言永宁身上披着珍贵银狐皮制成的裘衣十分暖和,里头就只着鲜艳的薄纱衫襦和长裙,衫襦穿得紧,露出胸口一片白皙,真真是漂亮。
这么漂亮倒是不好叫她脱下来的,唔,那就穿着吧。
言永宁被这么盯得双颊微红,根本不知道丞相大人在想些什么,捂住了胸口,“你看哪里呢!”

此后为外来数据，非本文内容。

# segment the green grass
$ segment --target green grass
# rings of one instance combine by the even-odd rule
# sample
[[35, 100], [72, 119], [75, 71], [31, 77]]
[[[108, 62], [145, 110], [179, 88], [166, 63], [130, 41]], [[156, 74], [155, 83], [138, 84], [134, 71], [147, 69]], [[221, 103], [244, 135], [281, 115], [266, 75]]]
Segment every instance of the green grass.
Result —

丞相大人喉结微动,耐住性子,“你说我看哪里?每日流水似的银子供着你,夫人是不是也得回报些许?”早晨她换了衣裳他便注意到了,这绣着菡萏的衫襦尤其惹眼,还系得那么紧,是嫌他忍得不够辛苦吗?
言永宁又听莫冉说,“贪污受贿可是死罪,我一月只要你一次,夫人总不好叫我竹篮打水一场空吧。”
又不是自己让他贪的,虽然那些金银都是自己在用。莫冉虽为丞相,可是过得像是苦行僧一般,家里穿的衣裳都是颜色朴素的棉布衣裳,从不好华服,吃食也不讲究,她吃什么他也吃什么,最大的花销是在买古书上了,反倒是自己确实......铺张无度了些。
长长的指甲扣住他结实的双臂,似迎似拒,“那、那你轻些。”她点头同意了,毕竟是夫妻。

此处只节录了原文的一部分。